Tiene razón, claro. Madame Romanoff nunca iría a visitar a un grupo de colegialas. Tenemos tantas posibilidades de comunicarnos con los muertos como de ser parlamentarias.

—Yo se lo pido si me ayudáis a congraciarme con madame Romanoff —propongo.

—Dejádmelo a mí —dice Felicity con una sonrisa.

—Si te lo dejamos a ti, me temo que acabaremos todas en apuros —dice Pippa, y se echa a reír.

Felicity se levanta como un rayo y, con dedos ágiles, desamarra el bote de Pippa y lo lanza hacia el centro del lago de un empujón. Pippa se levanta con dificultad para coger la cuerda pero ya es tarde. Se está alejando, abriéndose paso por la superficie del agua.

—¡Tirad la cuerda! ¡Quiero volver!

—Eso no ha sido muy amable de tu parte —reprocho.

—Tiene que saber cuál es su sitio —dice Felicity en respuesta.

Aun así, le lanza un remo. No llega y queda flotando en la superficie.

—Ayúdame a traerla —digo.

Las niñas somormujo se han levantado y nos miran risueñas. Les divierte nuestro mal comportamiento.

Felicity se sienta en el suelo y se ata un cordón de la bota.

Con un suspiro, pregunto a Pippa:

—¿No llegas al remo?

Tiende la mano por encima de la borda del bote hacia el remo, que está muy cerca. No lo alcanza, pero se estira más intentándolo. El bote se ladea precariamente. Pippa cae al agua chapoteando y pega un grito. Felicity y las otras niñas se ríen a carcajadas. Pero recuerdo la breve visión que tuve justo antes del ataque de Pippa, los ruidos escalofriantes del chapoteo y el grito ahogado de Pippa sumergida en el agua turbia.
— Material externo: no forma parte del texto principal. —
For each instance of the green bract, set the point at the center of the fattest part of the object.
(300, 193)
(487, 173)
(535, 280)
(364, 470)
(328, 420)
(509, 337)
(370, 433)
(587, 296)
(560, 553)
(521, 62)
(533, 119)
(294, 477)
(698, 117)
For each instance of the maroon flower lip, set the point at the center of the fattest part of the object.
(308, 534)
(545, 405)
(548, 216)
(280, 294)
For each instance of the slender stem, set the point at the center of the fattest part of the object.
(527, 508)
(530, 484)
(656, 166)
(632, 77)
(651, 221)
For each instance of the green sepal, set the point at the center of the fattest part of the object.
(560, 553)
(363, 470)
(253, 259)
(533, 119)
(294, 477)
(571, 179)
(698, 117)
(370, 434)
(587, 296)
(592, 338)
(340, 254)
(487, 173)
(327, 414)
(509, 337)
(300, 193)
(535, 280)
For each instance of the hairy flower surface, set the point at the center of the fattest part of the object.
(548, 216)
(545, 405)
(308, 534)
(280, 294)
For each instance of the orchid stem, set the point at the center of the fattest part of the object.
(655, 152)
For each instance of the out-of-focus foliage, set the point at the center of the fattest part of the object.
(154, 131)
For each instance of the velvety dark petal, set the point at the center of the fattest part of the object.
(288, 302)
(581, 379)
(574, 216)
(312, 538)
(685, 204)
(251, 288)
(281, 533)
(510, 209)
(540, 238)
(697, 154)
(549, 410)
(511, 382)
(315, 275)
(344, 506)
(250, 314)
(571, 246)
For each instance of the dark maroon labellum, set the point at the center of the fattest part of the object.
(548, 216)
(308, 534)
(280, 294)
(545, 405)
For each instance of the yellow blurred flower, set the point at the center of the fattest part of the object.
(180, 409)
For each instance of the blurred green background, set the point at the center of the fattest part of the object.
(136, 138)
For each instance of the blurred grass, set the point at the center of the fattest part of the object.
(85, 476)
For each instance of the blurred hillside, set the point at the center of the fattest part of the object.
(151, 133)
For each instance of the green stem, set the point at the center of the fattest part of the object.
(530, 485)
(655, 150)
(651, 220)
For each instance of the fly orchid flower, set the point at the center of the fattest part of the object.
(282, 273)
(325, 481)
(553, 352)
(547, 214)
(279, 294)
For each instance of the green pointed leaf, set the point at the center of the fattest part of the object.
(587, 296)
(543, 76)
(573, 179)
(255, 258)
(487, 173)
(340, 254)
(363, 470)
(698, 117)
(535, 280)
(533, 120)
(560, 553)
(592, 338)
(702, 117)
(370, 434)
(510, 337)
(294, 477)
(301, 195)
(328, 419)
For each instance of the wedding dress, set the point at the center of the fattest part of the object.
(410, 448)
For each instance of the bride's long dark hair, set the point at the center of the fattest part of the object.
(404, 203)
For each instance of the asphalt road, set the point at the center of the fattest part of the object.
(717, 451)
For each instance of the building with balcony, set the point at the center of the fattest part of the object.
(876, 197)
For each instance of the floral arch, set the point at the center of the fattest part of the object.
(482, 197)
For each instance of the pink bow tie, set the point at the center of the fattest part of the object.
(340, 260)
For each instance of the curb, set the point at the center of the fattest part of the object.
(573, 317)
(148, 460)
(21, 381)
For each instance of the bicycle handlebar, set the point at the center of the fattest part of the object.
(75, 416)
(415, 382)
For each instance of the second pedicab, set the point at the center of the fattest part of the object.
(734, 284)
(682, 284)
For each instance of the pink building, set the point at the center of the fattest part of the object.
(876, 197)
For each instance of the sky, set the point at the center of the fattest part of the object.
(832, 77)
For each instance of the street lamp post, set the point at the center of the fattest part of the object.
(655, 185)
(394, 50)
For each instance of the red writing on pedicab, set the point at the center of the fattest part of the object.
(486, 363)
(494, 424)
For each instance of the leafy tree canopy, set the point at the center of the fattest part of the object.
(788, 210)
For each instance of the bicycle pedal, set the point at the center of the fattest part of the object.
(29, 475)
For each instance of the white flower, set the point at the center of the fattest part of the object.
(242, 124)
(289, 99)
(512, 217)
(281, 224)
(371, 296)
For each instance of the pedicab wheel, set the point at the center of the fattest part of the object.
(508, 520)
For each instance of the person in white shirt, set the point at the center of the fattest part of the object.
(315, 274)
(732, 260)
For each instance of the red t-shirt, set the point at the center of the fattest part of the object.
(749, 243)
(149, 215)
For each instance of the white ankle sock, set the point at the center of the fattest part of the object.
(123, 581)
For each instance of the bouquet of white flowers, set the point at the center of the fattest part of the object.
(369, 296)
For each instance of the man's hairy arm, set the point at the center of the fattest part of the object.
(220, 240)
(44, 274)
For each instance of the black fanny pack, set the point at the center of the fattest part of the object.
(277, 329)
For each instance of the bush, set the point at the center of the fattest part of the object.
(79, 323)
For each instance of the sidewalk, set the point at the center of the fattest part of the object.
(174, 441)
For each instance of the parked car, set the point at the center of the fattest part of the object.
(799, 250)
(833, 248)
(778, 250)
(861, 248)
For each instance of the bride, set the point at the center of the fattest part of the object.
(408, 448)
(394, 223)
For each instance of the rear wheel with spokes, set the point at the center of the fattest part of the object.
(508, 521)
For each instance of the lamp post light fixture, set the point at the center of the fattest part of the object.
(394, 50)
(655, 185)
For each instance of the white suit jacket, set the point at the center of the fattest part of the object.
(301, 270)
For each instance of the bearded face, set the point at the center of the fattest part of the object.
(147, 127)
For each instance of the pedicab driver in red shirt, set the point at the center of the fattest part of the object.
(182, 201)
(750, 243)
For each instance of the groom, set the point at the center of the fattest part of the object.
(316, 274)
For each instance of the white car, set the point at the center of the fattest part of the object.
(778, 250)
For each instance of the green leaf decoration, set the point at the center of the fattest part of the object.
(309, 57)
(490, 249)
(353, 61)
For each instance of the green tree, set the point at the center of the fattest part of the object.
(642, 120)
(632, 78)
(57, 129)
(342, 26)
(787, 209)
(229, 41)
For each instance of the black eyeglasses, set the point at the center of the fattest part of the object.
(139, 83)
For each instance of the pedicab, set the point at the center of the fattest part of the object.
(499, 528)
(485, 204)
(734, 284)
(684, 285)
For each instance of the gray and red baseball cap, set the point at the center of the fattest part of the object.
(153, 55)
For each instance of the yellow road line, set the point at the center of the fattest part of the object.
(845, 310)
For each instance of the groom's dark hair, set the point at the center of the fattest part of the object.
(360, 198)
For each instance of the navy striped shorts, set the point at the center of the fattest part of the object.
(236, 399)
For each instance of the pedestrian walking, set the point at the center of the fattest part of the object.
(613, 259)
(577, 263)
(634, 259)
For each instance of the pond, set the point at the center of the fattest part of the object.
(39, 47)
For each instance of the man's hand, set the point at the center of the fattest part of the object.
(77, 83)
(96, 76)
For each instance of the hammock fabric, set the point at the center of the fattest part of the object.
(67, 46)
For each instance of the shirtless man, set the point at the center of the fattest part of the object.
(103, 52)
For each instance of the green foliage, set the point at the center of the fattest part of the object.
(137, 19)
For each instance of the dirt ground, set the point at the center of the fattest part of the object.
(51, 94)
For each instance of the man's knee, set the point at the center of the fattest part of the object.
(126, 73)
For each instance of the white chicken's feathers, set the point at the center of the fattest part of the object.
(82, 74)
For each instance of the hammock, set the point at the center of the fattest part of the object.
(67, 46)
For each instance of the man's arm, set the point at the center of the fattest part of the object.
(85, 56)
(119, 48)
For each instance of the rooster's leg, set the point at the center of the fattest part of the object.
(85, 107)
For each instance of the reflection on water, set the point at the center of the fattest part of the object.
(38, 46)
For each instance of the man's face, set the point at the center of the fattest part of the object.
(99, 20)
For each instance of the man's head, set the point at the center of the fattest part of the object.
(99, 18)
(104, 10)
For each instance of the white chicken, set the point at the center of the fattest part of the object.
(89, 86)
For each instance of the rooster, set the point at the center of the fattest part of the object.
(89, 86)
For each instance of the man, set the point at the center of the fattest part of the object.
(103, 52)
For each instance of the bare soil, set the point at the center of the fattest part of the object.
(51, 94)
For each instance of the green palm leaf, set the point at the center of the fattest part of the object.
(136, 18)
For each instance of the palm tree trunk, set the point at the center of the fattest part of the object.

—¡Pippa! —grito, abalanzándome hacia la gelidez del lago.

Alargo una mano y encuentro una pierna. La tengo, y tiro de ella con toda mi fuerza.

—¡Agárrate! —farfullo mientras vuelvo con Pippa a la orilla sujetándola por la cintura.

Ella intenta zafarse.

—Gemma, ¿qué haces? ¡Suéltame! —Se separa. El agua sólo le llega hasta los hombros—. Puedo caminar desde aquí, gracias —dice indignada, aparentando indiferencia a las risas y los dedos que la señalan desde el otro lado del lago.

Me siento ridícula. Recuerdo claramente la impresión de Pippa luchando bajo el agua durante mi visión. Supongo que no recuerdo bien las cosas a causa del susto. De todos modos, aquí estamos, empapadas pero sanas y salvas. Y eso es lo único que importa.

—Voy a estrangularte, Felicity —murmura Pippa mientras intenta mantenerse erguida en el agua.

Aliviada al ver que está bien, la abrazo y casi la hundo otra vez.

—¿Qué haces? —chilla, dándome manotazos como si yo fuera una araña.

—Lo siento —me disculpo—. Lo siento.

—Estoy rodeada de locas —gruñe mientras se arrastra hasta la hierba—. ¿Y dónde se ha metido Felicity?

No hay nadie en la orilla. Es como si se hubiera esfumado. Pero entonces la veo desaparecer en el bosque, con la corona de margaritas ceñida en la cabeza. Se marcha tan tranquila, sin siquiera mirar atrás para ver si estamos bien.